Healing broken hearts

In 2001, cardiologist Dr. Piero Anversa published a paper with his findings about stem cells and the heart. At that point, his findings were radical and departed from mainstream thinking about how heard disease and other vascular diseases worked and could be treated. Like other studies that push the edges of medical research, the paper caused a reaction that included millions and millions of dollars for additional research. If an effective and non-invasive treatment could be found for cardiovascular disease millions of people could benefit and, in the United States, millions of dollars in profits could be earned by those who held the patents to the treatments. The paper made Dr. Anversa famous.

In the years that followed, Dr. Anversa published or participated in 30 additional studies. His research made the idea that damage to the heart can be effectively repaired with the use of stem cells popular. Hopes rose. Monies continued to flow in for additional research. Then, in 2013, a review of Dr. Anversa’s studies was initiated. Accusations that Dr. Anversa had tweaked data in order to receive funding arose. Harvard University’s medical school and the Brigham and Women’s Hospital were forced to repay about $10 million to the government in order to put to rest accusations of tampering with data. The payment was finally made in April of 2017. By that time the extent of the doctor’s fraud wasn’t fully known.

Recently Harvard University has called for the retraction of 31 studies authored by Dr. Anversa. The extent of the doctor’s fraud is almost unprecedented in scale. Years of work from the labs he was associated with has now been called into question. Other labs that tried and failed to reproduce Dr. Anversa’s findings refuted his claims as early as 2014, but it has taken years for the full extent of the fraud to become public and for Harvard Medical School to completely renounce the papers and studies.

It turns out, once again, that healing broken hearts is a difficult and challenging process and easy fixes simply don’t work.

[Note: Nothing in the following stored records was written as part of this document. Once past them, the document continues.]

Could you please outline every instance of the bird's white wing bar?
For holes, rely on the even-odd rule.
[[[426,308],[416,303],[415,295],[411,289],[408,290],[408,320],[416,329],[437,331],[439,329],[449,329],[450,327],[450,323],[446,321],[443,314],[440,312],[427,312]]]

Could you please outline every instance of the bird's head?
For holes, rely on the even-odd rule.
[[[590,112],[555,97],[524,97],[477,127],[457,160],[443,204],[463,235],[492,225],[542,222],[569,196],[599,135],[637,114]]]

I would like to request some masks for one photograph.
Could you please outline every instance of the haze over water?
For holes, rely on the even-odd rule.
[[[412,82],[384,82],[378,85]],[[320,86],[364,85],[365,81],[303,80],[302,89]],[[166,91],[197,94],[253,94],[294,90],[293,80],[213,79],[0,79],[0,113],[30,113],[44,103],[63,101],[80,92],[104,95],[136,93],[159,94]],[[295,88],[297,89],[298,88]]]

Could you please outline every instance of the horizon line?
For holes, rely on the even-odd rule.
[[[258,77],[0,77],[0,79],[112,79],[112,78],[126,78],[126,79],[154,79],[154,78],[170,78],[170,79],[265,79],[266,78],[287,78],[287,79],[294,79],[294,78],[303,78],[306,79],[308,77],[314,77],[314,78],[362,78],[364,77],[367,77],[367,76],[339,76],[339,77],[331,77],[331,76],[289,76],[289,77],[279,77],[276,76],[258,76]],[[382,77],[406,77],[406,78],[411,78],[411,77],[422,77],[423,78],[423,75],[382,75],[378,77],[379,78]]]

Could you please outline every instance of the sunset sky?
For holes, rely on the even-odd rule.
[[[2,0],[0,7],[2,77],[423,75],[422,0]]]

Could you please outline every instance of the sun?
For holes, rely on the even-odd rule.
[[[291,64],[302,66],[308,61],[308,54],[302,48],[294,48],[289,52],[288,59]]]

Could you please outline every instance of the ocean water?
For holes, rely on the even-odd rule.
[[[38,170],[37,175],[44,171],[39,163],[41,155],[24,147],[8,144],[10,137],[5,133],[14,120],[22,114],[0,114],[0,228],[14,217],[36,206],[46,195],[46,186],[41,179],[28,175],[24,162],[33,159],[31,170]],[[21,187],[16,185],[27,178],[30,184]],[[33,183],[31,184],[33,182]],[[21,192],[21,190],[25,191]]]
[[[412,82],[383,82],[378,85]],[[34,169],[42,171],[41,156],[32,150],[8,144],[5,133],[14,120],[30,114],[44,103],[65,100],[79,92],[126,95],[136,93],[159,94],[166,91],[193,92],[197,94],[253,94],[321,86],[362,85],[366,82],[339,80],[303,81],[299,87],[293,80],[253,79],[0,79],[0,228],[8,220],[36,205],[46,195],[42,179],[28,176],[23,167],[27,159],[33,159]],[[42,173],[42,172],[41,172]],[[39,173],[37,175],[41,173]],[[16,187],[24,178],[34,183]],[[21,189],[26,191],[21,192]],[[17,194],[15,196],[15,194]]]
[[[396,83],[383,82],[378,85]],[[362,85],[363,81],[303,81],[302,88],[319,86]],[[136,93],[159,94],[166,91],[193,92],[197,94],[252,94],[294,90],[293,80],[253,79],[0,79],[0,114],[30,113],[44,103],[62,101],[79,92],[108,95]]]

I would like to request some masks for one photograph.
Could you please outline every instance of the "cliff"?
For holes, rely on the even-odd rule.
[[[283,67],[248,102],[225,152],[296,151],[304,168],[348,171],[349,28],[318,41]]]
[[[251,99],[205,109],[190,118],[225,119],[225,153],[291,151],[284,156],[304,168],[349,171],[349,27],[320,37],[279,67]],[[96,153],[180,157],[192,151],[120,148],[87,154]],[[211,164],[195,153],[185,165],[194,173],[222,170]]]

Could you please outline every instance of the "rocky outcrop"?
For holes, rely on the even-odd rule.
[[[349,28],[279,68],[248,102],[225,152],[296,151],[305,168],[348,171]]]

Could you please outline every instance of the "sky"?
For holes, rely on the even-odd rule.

This past summer one of the books that I read over and over to our granddaughter is a little golden book called “Mr. Bell’s Fixit Shop.” Mr. Bell could fix nearly anything and people smiled when they walked past his little shop and saw the sign that said, “Mr Bell’s Fixit Shop I fix everything but broken hearts.” Jill, who lived nearby loved to look around in Mr. Bell’s Fixit Shop. One day, when a puppy chewed up Jill’s favorite doll, she burst into the shop in tears. Mr. Bell was tired and hungry after a very busy day, but he promised that he would fix the doll, named Jill, as good as new. And that is exactly what he did. He worked into the night with bits of cloth and paint and yarn and repaired the doll. The next morning, Jill was delighted with the repaired doll. Then one day she insisted that Mr. Bell fix the sign in the window of his shop. Now it says, “Mr. Bell’s Fixit Shop I fix everything, even broken hearts.”

The story is a great read for children, and for grandfathers.

If you do an Internet search for books about broken hearts, you will find dozens and dozens of titles. A few of them are about cardiology, but the majority of the books about broken hearts are about emotional pain, like the pain Jill feels when her doll is damaged by the puppy. There are books on recovering from the death of a loved one, books on children and divorce, books on grief and loss and much more all using phrases about broken hearts. Poems and scriptures are offered for comfort. There are novels and children’s books and movies that lean on titles about broken hearts.

Yesterday I watched a short video with four people who arrived at the Tree of Life synagogue in Pittsburgh, just moments after the shooting started. They told of hearing gun shots and of rushing to call 911. They told of the panic they felt when they understood that their small synagogue was under fire. They spoke of what is being called the worst anti-Semitic attack in US history where 11 people died. Rabbi Doris Dunn said that if they had arrived three minutes earlier, they too would have died. With her that morning was Dean Root, who said, during the interview, “The way to respond in a moment of trauma is to reach out.” On the day after the shooting, Rabbi Dunn began to say morning blessings as she usually does. The familiar prayers began, but she discovered that she could not say them. She began to just talk to God directly and said, “God, I am really having trouble here. I cannot pray because I’m broken and I cannot pray.” Seymour Drescher, who also arrived moments after the shooting started said, “You first have to feel the pain in all of its power.”

I am confident that God will bring healing to the community of Tree of Life. But I do not know how or when. I know that people don’t get over trauma such as they have experienced. We get through it, but we don’t get over it. It is never fully in the past. It is always present.

The truth is that there is no easy way to fix a broken heart, whether you are talking about cardiology or emotional trauma. There are times when I wish it were as simple as Mr. Bell delaying his supper to paint a new smile on a broken doll. I wish it were as simple as reading a story to my granddaughter. But I have been around enough trauma to know that it will take a long time for our nation to heal from this horrible crime. And I know, from experience, that a new trauma will come and another story of senseless tragedy will occur and our hearts will be broken again. Layer upon layer of grief is a part of the fabric of our nation’s story.

And we have to “feel the pain in all of its power.”

And “The way to respond in a moment of trauma is to reach out.”

So we will reach out in the midst of the pain even when we don’t have words for our prayers. And we will thank God that we are not the only ones praying.